According to the practice guidelines and published reports of the American College of Cardiology/American Heart Association (ACC/AHA) [30,31,32], all patients were advised to perform exercise or walk. After revascularization, a rehabilitation physician was consulted, who collaborated to check each patient’s condition and arrange a series of exercise therapy interventions. All of the enrolled patients and their families were routinely questioned to determine whether the patients were compliant regarding exercise every month at the outpatient office or by telephone.
Study Endpoints
The primary endpoints were the primary patency rates at 6, 12, 18, and 24 months; secondary patency rates at 12 and 24 months; and amputation rate at 24 months. LEA in this study was defined as minor (below the ankle) or major (above the ankle) amputation. The secondary endpoints were overall survival (OS) or overall mortality associated with cardiovascular events or sepsis as a result of DM foot, overall amputation-free survival, cerebrovascular accident (CVA) at 24 months, and CAD at 12 and 24 months. Notably, amputation-free survival (AFS) in this study was defined as the avoidance of minor and major amputation.
All patients underwent clinical, ABI, and Doppler ultrasound examinations upon discharge and after 3, 6, 12, and 24 months. If abnormal findings were obtained, CTA or invasive angiography was performed. Patency failure was defined as (1) a decrease in the ABI by 0.10 during follow-up or a return to the pre-procedure level; (2) duplex ultrasonography findings of at most a 50% stenosis diameter of the treated segments according to a peak systolic velocity index (intrastenotic peak systolic/prestenotic ratio) of less than 2.4; or (3) CTA or invasive angiography findings indicating a stenosis diameter of at most 50% or an area of stenosis of at most 70% [25, 33].
Statistical Analysis
Continuous data are presented as mean ± SD, and categorical data are presented as percentages. The Kolmogorov–Smirnov test was used to analyze the normality of numerical variable distributions. With regard to numerical variables, the Mann–Whitney U test and independent samples t test were used to determine intergroup differences. Frequencies and categorical variables were compared using the chi-square test. Kaplan–Meier curves were obtained for time-to-patency analysis. Patients being followed-up were censored at the time of death, major amputation, or patency failure for cumulative patency.
Predisposing factors of primary patency and amputation at 24 months were confirmed through univariate Cox regression. Furthermore, these significant factors and potential factors with P values of less than 0.15 were analyzed using a weighted multivariate Cox regression model to evaluate the associations with primary patency and amputation according to the average treatment effect (ATE) or the average treatment effect on the treated (ATT). Inverse probability weighting propensity scores (PS) were calculated on the basis of disease severity and location using logistic regression to estimate the ATE or the ATT.
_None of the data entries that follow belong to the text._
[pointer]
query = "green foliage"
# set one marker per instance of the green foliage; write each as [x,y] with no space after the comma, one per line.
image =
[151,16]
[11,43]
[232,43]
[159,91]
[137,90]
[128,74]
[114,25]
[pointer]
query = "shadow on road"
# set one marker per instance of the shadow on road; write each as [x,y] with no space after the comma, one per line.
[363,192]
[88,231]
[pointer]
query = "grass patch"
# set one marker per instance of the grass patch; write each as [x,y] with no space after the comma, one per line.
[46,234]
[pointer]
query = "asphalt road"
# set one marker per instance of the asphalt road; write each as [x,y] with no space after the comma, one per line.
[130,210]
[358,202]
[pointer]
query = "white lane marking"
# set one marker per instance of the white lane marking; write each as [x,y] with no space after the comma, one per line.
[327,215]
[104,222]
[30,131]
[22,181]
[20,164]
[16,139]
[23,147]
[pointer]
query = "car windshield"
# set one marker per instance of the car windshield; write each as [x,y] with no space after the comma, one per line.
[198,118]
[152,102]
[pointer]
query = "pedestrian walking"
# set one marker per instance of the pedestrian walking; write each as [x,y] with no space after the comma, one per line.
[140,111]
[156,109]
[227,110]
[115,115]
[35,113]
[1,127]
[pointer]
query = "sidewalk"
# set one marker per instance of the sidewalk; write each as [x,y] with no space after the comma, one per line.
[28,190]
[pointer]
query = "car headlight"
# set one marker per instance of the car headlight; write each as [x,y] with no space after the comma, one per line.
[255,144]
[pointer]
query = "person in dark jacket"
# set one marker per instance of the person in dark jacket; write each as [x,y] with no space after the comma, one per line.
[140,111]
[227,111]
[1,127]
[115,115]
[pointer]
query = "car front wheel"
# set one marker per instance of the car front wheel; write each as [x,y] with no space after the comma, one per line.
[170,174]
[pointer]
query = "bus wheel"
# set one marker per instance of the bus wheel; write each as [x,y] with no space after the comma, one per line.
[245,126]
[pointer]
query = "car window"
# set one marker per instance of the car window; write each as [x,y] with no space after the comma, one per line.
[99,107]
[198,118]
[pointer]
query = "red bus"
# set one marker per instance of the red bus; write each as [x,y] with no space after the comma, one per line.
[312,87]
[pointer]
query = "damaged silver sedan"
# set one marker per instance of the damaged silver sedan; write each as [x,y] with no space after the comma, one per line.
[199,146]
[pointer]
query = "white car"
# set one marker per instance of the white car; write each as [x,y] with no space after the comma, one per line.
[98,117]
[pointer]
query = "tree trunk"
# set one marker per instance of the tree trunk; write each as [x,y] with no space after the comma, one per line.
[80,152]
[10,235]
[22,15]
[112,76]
A P value of less than 0.05 was deemed significant. All analyses were performed using SPSS version 22.0 (SPSS Inc., Chicago, IL, USA).
Results
In total, 205 patients with DM and CLI were treated with endovascular revascularization at a single medical center, and 33 patients were excluded on the basis of the study criteria. All 172 patients who were eligible for inclusion were analyzed, and underwent a comprehensive follow-up for 24 months. The mean follow-up period was 3.46 ± 1.2 years. A flow diagram of this study is shown in Fig. 1.
Data on the baseline demographic and clinical characteristics of the patients associated with cilostazol treatment for at most 3 months and more than 3 months are summarized in Table 1. After successful interventions based on the angiosome concept, the patients were divided into two groups according to the duration of cilostazol treatment. The cilostazol group included 87 participants treated with cilostazol for more than 3 months (long-term: cilostazol group), while the control group included 85 subjects treated with cilostazol for at most 3 months (short-term: control group).
The study sample comprised 59 women and 113 men, with a mean age of 73.1 ± 9.6 years (range 49–90 years). The mean ages of the patients in the cilostazol and control groups were 73.9 ± 9.7 and 72.2 ± 9.5 years (P = 0.234), respectively. Overall, 146 (84.9%), 87 (50.9%), and 64 (37.2%) patients had hypertension, hyperlipidemia, and a positive smoking status, respectively. In addition, 62 patients (36%) had CAD at baseline, 73 (42.4%) had end-stage renal disease (ESRD) requiring regular dialysis, 62 (36%) had diabetic retinopathy, 81 (47.1%) had neuropathy, and 100 (58.1%) had cellulitis.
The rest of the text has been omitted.